Three intraoperative routes of administration of ICG were clinically validated in this study. Administering ICG into the portal vein or right vein of the stomach, fluorescence of normal liver tissue developed within 1–2 min, while fluorescence of the cirrhotic tissue developed slowly and non-uniformly. However, administering ICG through a central venous catheter, fluorescence of normal liver tissue developed uniformly in 5–10 min, but the fluorescence pattern observed with this route of administration did not differ from that observed with administration through the portal vein or right vein of the stomach. Moreover, central venous ICG administration resulted in slightly slower and weaker fluorescence, but with an increased dose, the results significantly improved. We observed that central venous administration avoided the anatomy of the portal hepatic and right gastroepiploic veins, shortening the operative time and reducing injuries.
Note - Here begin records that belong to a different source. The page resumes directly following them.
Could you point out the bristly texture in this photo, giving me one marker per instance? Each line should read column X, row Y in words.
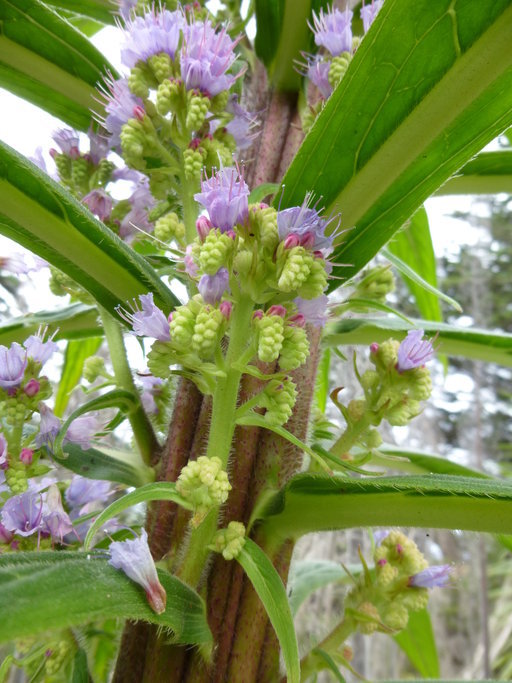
column 121, row 106
column 147, row 320
column 133, row 557
column 225, row 197
column 155, row 33
column 414, row 351
column 333, row 30
column 206, row 57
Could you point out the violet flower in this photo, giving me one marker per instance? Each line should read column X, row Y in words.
column 13, row 362
column 120, row 105
column 333, row 30
column 148, row 320
column 212, row 287
column 38, row 349
column 206, row 56
column 414, row 351
column 313, row 310
column 437, row 575
column 369, row 12
column 133, row 557
column 23, row 514
column 99, row 203
column 56, row 521
column 225, row 197
column 154, row 33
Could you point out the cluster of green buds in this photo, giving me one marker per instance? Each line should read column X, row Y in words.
column 204, row 484
column 393, row 391
column 382, row 600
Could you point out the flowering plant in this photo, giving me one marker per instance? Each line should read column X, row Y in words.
column 236, row 258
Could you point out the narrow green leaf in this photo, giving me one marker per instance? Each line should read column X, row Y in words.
column 493, row 347
column 161, row 490
column 413, row 246
column 39, row 214
column 70, row 322
column 269, row 587
column 416, row 281
column 307, row 576
column 487, row 173
column 400, row 123
column 46, row 590
column 46, row 60
column 122, row 467
column 418, row 642
column 320, row 503
column 76, row 353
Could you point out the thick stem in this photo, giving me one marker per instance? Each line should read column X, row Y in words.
column 142, row 430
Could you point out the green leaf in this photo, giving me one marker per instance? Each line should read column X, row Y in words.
column 269, row 587
column 76, row 353
column 318, row 502
column 429, row 86
column 39, row 214
column 418, row 642
column 307, row 576
column 44, row 59
column 470, row 342
column 161, row 490
column 70, row 322
column 413, row 246
column 46, row 590
column 487, row 173
column 122, row 467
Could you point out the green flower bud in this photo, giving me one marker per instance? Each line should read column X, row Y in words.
column 94, row 367
column 296, row 269
column 230, row 541
column 138, row 83
column 207, row 331
column 205, row 484
column 169, row 227
column 197, row 108
column 161, row 66
column 316, row 281
column 338, row 68
column 193, row 160
column 295, row 348
column 215, row 251
column 270, row 337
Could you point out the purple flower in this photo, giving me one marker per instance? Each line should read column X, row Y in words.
column 3, row 449
column 369, row 12
column 56, row 521
column 304, row 222
column 314, row 310
column 206, row 56
column 212, row 287
column 414, row 351
column 317, row 71
column 99, row 203
column 147, row 321
column 333, row 30
column 120, row 105
column 37, row 349
column 133, row 557
column 68, row 140
column 82, row 491
column 437, row 575
column 13, row 361
column 23, row 514
column 225, row 197
column 155, row 32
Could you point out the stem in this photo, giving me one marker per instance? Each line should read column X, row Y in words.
column 222, row 427
column 142, row 429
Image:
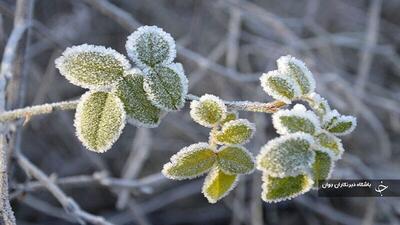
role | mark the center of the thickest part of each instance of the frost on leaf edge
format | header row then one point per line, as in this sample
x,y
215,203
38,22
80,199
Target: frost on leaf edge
x,y
74,50
77,121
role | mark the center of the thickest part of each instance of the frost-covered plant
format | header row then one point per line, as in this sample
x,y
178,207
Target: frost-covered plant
x,y
118,93
224,158
308,147
291,164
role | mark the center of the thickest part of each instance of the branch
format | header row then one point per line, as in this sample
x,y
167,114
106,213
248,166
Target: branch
x,y
27,112
68,203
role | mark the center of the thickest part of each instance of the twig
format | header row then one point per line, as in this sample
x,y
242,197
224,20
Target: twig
x,y
370,42
10,50
70,206
27,112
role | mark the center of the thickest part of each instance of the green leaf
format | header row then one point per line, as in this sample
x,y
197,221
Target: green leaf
x,y
166,86
218,184
296,120
94,67
235,132
322,167
229,117
190,162
277,189
151,46
343,125
140,111
279,86
99,120
235,160
208,111
330,143
298,71
287,155
318,104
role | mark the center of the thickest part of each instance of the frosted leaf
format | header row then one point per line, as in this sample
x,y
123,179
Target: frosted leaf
x,y
218,184
93,67
322,167
151,46
99,120
331,144
235,159
208,111
298,71
238,131
287,155
166,87
343,125
319,104
297,119
190,162
279,86
277,189
229,117
140,111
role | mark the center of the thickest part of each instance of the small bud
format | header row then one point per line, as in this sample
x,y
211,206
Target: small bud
x,y
288,155
330,144
319,104
322,167
140,111
229,117
339,124
166,86
297,119
190,162
279,86
235,159
298,71
343,125
277,189
150,46
218,184
238,131
99,120
93,67
208,111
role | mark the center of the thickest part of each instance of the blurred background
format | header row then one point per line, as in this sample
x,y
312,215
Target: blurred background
x,y
352,47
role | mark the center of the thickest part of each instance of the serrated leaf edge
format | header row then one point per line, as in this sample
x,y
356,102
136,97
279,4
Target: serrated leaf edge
x,y
207,182
182,153
73,50
297,111
132,39
77,121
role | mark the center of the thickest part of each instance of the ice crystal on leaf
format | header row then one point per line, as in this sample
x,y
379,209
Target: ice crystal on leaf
x,y
276,189
190,162
235,159
208,111
166,87
322,166
288,155
149,46
297,119
93,67
140,111
298,71
218,184
279,86
238,131
99,120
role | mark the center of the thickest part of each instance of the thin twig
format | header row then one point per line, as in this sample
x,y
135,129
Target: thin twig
x,y
70,206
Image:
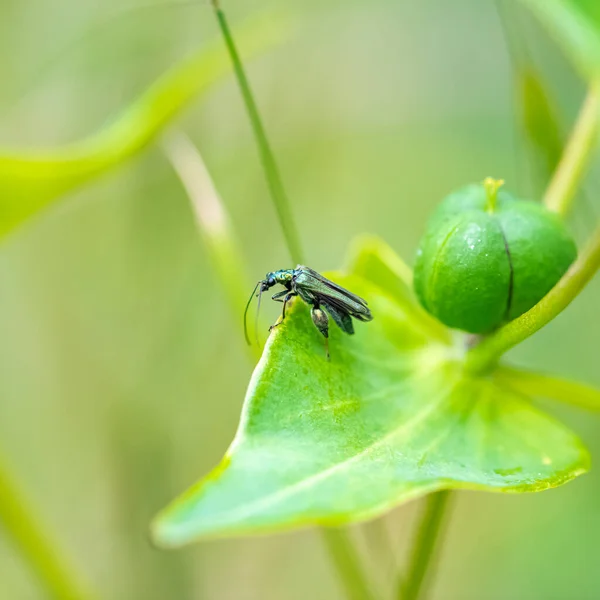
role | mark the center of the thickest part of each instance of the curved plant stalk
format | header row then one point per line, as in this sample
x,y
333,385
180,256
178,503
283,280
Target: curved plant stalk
x,y
213,222
278,195
547,386
347,561
485,355
343,555
425,547
576,157
41,553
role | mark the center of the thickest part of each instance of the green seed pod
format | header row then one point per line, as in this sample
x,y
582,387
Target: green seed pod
x,y
487,257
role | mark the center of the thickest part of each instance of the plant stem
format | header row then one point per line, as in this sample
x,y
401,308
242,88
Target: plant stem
x,y
547,386
425,546
41,553
345,557
485,355
576,156
213,222
278,195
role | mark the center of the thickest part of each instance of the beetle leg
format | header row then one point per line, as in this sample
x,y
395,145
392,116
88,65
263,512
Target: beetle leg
x,y
321,322
278,298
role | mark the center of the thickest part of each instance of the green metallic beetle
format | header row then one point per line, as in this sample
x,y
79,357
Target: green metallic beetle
x,y
322,295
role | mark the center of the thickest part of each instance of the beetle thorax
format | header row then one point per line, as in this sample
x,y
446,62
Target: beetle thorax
x,y
283,276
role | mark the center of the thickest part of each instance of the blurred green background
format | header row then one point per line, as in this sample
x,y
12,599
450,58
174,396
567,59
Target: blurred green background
x,y
122,373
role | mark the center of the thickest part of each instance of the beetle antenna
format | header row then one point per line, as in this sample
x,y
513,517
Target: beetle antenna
x,y
246,313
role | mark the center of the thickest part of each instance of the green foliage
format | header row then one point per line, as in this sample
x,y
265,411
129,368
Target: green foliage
x,y
29,181
575,24
540,122
393,416
479,265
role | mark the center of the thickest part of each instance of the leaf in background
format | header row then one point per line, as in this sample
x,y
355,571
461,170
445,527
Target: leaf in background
x,y
29,181
575,25
390,418
537,114
540,124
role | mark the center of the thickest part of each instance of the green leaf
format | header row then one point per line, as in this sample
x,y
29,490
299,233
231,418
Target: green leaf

An ICG fluorescent system has the ability to detect small lesions that preoperative imaging examinations cannot help identify (van der Vorst et al. 2012). Preoperative imaging examinations such as CT and ultrasound have limited detection rates for small tumors in the liver (van der Vorst et al. 2012). Even with intraoperative ultrasounds, tiny lesions on the liver surface can be easily missed, leading to the occurrence of liver metastasis in the short term. With preoperative ICG administration, it can be difficult to detect a demarcation line in the liver parenchyma, as cirrhotic liver nodules have the same appearance as tumor tissues (Kurihara et al. 2015). At this time, one negative is that malignant tumors cannot be distinguished from benign tumors, thus leading to a high false positive rate (Morita et al. 2013). In this study combining ICG imaging with the use of a PDE, eight patients had small tumors that were not identified during a preoperative imaging examination, including five patients who had malignant lesions.
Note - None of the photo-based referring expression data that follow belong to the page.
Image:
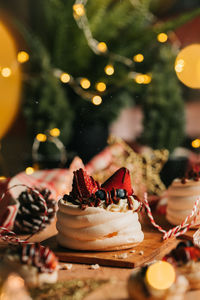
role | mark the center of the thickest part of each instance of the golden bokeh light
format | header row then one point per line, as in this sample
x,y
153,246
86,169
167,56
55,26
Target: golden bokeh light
x,y
65,77
85,83
29,170
147,79
79,9
6,72
101,86
22,57
10,80
162,37
109,70
102,47
54,132
187,66
143,78
96,100
41,137
139,78
196,143
138,57
160,275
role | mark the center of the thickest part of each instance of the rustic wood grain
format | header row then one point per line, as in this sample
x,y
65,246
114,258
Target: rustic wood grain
x,y
151,248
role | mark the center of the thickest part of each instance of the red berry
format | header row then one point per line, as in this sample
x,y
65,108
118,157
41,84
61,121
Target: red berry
x,y
119,180
83,184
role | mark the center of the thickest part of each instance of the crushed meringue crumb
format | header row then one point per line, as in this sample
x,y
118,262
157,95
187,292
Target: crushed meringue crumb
x,y
123,255
132,251
94,267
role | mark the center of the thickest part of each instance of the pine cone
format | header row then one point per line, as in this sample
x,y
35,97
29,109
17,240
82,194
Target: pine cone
x,y
31,214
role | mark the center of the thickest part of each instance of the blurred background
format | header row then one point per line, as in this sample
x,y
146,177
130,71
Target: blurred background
x,y
74,72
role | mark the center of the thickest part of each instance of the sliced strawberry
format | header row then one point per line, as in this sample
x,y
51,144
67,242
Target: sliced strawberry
x,y
119,180
193,252
83,185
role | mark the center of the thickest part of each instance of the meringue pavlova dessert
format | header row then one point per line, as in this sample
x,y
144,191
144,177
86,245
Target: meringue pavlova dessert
x,y
99,218
181,197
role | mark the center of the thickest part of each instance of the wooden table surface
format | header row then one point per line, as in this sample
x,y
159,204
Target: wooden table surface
x,y
115,289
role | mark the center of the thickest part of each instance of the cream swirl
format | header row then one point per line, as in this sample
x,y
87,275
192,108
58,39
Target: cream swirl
x,y
181,198
97,228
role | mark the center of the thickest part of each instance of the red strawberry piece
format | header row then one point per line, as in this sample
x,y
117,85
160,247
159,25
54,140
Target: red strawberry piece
x,y
83,185
119,180
193,252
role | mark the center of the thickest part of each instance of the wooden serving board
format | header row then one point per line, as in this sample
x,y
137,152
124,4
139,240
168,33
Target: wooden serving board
x,y
151,248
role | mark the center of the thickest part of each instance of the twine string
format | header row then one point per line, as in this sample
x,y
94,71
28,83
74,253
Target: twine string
x,y
178,230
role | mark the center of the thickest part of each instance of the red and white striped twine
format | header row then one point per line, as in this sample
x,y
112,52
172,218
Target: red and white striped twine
x,y
10,236
180,229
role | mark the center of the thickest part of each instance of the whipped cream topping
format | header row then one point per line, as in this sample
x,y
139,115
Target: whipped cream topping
x,y
181,198
98,228
121,206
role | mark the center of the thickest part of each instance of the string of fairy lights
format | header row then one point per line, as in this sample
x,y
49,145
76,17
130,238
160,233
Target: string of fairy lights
x,y
82,85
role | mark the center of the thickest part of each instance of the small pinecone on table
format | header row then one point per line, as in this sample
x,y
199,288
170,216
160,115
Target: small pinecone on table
x,y
31,216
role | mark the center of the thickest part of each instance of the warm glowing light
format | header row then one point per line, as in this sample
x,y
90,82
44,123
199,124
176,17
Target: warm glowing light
x,y
147,78
101,86
187,66
109,70
162,37
54,132
139,78
102,47
138,58
41,137
96,100
85,83
65,77
29,170
22,57
79,9
160,275
6,72
196,143
179,65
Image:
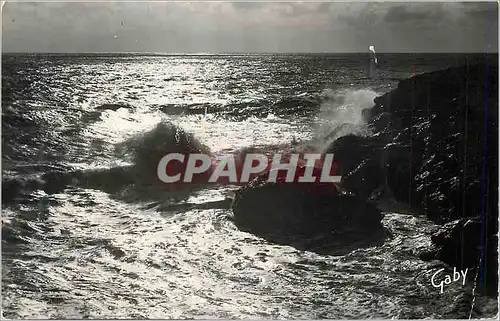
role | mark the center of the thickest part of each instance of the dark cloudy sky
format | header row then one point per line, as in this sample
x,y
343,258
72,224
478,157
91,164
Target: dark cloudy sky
x,y
249,27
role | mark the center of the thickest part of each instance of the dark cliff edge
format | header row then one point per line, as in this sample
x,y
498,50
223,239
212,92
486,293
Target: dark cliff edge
x,y
435,148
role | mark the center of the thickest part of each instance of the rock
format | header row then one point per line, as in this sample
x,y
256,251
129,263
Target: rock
x,y
441,156
295,214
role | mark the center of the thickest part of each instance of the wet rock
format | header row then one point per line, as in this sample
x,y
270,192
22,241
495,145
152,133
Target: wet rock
x,y
297,214
441,156
459,244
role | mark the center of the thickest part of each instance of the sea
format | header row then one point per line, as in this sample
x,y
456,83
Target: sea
x,y
93,245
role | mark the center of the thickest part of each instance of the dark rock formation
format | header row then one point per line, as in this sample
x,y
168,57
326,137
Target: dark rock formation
x,y
436,148
306,216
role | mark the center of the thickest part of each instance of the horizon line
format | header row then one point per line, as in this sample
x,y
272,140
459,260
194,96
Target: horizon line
x,y
239,52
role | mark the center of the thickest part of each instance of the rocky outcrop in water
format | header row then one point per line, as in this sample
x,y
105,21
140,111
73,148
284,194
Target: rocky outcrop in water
x,y
311,217
435,148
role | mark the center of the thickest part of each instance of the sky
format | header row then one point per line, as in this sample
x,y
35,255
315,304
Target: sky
x,y
223,27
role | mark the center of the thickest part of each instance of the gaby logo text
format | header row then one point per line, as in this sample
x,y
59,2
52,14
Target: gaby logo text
x,y
299,168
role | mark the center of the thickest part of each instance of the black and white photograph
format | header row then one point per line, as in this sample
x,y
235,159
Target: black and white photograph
x,y
249,160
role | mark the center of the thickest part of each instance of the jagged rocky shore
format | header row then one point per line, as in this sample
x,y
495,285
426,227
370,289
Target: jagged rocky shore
x,y
434,148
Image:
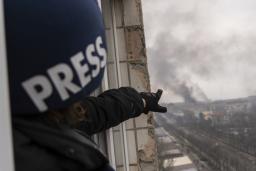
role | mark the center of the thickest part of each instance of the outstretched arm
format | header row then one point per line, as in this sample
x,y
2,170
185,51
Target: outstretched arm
x,y
110,109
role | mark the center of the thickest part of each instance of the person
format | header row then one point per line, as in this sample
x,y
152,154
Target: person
x,y
56,57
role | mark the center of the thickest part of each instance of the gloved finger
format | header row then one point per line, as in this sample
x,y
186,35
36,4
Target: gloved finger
x,y
159,94
161,109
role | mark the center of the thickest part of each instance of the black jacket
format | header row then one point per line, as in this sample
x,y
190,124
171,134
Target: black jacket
x,y
41,147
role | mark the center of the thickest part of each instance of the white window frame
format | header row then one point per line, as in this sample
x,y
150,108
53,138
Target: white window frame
x,y
6,147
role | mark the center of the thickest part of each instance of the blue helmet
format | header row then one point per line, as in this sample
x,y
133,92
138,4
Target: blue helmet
x,y
56,52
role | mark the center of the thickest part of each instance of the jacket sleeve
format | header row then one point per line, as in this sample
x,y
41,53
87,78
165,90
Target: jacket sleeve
x,y
110,109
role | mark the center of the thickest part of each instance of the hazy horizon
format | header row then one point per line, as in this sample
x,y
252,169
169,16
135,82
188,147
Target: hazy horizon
x,y
201,49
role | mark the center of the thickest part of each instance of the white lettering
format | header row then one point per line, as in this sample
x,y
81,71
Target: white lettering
x,y
38,88
101,51
81,70
65,83
93,60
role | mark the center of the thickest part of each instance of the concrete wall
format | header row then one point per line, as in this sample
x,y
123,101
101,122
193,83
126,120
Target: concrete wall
x,y
128,34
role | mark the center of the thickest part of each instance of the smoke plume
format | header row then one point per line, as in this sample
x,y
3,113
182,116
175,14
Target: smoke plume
x,y
191,45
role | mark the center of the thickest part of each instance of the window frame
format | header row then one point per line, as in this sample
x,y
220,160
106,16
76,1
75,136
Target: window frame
x,y
6,145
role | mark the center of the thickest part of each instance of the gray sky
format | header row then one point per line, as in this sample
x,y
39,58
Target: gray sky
x,y
205,46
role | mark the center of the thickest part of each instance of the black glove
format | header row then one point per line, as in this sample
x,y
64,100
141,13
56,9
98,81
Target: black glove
x,y
151,100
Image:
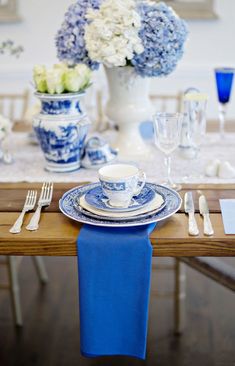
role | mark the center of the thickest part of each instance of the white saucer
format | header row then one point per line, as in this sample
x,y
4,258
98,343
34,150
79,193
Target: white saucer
x,y
156,203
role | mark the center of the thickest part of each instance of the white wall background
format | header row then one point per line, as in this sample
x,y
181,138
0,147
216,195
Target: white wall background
x,y
210,44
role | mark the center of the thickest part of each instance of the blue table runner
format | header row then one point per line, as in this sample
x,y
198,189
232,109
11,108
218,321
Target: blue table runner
x,y
114,267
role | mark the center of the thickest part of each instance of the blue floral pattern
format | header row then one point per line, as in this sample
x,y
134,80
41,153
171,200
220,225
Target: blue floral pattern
x,y
63,146
67,205
96,198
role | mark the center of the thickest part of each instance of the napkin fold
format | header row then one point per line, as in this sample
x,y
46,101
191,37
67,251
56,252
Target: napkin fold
x,y
228,215
114,266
Because of more accurate preoperative imaging assessments and intraoperative real-time three-dimensional navigation instructions, liver resection has become more accurate (Morise et al. 2014). It can also be used repeatedly, avoiding the disadvantages of repetitive dyeing of the liver with methylene blue (Ishizawa et al. 2012; Ishizawa and Kokudo 2013; Lim and Vibert 2013).

This study had some limitations. First, this study had a small sample size. Additional investigation with a larger sample size is necessitated to demonstrate these results. Second, this study did not compare the results demonstrated in the two groups with those of a comparator group. Third, this study did not compare the current results with those of prior studies. Therefore, future study is needed to compare preoperative ICG injection timing and various routes of ICG administration and to further apply this tool in clinical practice.

Conclusion

The current findings indicate that an ICG–FI navigation technology is a new real-time intraoperative imaging method. This technique is promising for hepatic resection and clinical exploration in HCC. Our study demonstrated that intraoperative ICG–FI navigation enables the identification of small and grossly unidentifiable liver cancer tumors in real time, enhancing the accuracy of liver resection and operative cancer staging.